The know-it-all redneck and his screwy wife just would not listen, and now they were crying buckets of tears and paying the price.
There was a price to be paid for everything in this world, Biggs thought; a toll had to be paid even if you were not guilty of anything. Such had been his lot as a youngster.
You paid and you paid, and he’d had his share of paying. It felt real good to see someone else pick up the tab for a change.
“Do unto others. Always do unto others.”
Only he had remained unresponsive down there. Exhaustion, or something. Spent. Or the meds fucking with him. Didn’t bother him as much this time. Shoved his groin back in his pants and zipped up. Had told the stripper to get away from him. He had held the field glasses up again and trained them on the Roscoes’ living room window and he couldn’t keep from smiling.
Yeah, he’d enjoyed seeing Pearleen slam the breath out of those pesky, smelly, dirty little mutts, almost as much as he had enjoyed cutting their bodies up afterwards.
Humans were pathetic. Look at the way they
got attached to their pets. What a load. Bubba Load. To be so needy. It was idiocy. He’d had to learn it all the hard way.
So many of these pets had got far better treatment than he’d ever been given as a child—and that was a fact. Why get attached or give a damn about some dumb four-legged creature anyway? Where was the sense in it? He couldn’t figure it.
You got emotionally involved and you got shit on. Look at what he’d gone through with Agenda Marie. Look at the trap Tillie had laid down just to ensnare him. Raked him over the coals behind his back every chance she got—and that hadn’t even been enough for her. She had set him up and then shoved the shiv in his back. Take this, asshole. Sucker. I don’t give a fuck what it cost you emotionally as well as financially. Take it. Go down. I’ll crush your ass like a bug when you hit the ground.
Only he had bounced back—and her and her ambulance-chasing lawyers had resented him for it. She had expected him not only to go down and stay down—but to expire.
Well, it’s going to take a lot more than a monkey-faced little cunt from the Philippines to accomplish that. Monkey-faced, two-timing whore is right. Absolutely. Bitch had wanted American citizenship. That’s all the marriage had ever meant to her.
Rule #1: You didn’t get close to anything in this world, because sooner or later it got taken away from you. Look what had been done to his Rottie. And Parfrey. Truly and Flora Turnbull. Should have learned my lesson right there. Ripped my heart to pieces, cocksuckers.
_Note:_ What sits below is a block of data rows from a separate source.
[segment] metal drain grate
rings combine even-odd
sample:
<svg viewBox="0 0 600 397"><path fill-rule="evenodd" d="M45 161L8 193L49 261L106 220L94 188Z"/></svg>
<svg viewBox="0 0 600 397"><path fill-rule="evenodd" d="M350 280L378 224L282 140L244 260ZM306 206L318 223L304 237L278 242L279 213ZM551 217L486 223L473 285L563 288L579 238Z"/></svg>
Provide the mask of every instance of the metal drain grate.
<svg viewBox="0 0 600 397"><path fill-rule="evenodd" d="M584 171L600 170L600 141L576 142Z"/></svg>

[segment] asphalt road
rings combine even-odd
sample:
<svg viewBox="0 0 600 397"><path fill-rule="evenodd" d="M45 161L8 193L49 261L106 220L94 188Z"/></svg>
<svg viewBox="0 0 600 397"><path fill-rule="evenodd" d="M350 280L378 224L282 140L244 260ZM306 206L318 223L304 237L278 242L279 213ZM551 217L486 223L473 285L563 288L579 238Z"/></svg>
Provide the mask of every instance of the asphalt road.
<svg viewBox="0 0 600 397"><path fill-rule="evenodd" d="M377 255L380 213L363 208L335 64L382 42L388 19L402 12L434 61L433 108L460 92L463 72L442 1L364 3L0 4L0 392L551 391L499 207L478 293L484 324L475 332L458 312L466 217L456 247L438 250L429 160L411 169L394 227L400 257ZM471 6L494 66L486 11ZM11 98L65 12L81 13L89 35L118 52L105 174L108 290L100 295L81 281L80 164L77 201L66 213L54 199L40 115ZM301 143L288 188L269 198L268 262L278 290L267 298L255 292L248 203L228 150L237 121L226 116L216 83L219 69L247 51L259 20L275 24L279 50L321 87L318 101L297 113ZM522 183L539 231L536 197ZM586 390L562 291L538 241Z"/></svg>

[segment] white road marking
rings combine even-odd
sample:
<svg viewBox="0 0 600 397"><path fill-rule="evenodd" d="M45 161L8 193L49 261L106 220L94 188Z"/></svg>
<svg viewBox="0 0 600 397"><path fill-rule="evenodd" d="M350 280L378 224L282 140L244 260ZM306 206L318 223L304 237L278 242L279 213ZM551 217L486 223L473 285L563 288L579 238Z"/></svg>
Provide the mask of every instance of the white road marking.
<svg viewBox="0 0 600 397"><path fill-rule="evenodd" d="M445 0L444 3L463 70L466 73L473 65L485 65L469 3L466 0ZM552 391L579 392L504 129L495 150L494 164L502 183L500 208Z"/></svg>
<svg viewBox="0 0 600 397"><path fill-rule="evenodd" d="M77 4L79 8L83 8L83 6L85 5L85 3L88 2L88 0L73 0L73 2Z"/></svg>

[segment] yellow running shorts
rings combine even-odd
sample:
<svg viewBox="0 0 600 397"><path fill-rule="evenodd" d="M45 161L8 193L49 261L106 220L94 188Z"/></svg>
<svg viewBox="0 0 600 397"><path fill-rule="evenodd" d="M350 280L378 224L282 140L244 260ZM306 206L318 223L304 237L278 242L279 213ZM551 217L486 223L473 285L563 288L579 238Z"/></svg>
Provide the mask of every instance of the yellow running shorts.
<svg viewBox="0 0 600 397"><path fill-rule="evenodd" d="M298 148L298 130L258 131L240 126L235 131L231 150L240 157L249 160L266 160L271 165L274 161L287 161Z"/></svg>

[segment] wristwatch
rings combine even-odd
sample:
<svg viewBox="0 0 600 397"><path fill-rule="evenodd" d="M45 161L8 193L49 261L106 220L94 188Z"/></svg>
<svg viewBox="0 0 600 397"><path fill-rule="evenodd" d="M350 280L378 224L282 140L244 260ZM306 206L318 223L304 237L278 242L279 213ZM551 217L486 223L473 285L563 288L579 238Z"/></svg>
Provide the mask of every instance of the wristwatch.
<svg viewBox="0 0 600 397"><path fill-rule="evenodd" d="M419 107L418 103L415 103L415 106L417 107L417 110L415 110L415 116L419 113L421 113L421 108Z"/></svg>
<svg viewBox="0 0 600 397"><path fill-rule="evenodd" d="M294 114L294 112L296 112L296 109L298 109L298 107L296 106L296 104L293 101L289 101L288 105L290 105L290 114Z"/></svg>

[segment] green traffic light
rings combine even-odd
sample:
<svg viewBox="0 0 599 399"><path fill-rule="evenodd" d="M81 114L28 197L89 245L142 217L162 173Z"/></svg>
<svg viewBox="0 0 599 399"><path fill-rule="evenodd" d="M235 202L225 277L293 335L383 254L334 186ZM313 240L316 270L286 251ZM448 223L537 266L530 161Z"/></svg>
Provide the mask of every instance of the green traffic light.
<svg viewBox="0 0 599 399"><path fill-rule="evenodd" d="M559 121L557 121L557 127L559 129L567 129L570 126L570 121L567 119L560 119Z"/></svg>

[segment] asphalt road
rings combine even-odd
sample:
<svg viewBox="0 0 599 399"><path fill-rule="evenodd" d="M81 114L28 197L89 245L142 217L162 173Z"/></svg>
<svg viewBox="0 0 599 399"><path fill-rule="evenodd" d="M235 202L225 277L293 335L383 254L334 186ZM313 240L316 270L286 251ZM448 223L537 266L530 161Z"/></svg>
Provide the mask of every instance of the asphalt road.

Thought I was safe and secure—emotionally. Thought I had my emotions shut down completely. Once and for all. Tillie, the cunt, had reawakened what little remained. There hadn’t been much left—but what little there was, she had managed to revive—only to screw me over real good.
Don’t love, baby. Don’t need anything or anybody, baby, because it is going to cost. Furthermore: don’t leave turds in a paper sack on a man’s stoop—because, sure as shit, there will be a toll charge—and the Roscoes were paying it right now. And so was Rudy’s brother Monroe—for all the times they dissed him behind his back, among other things.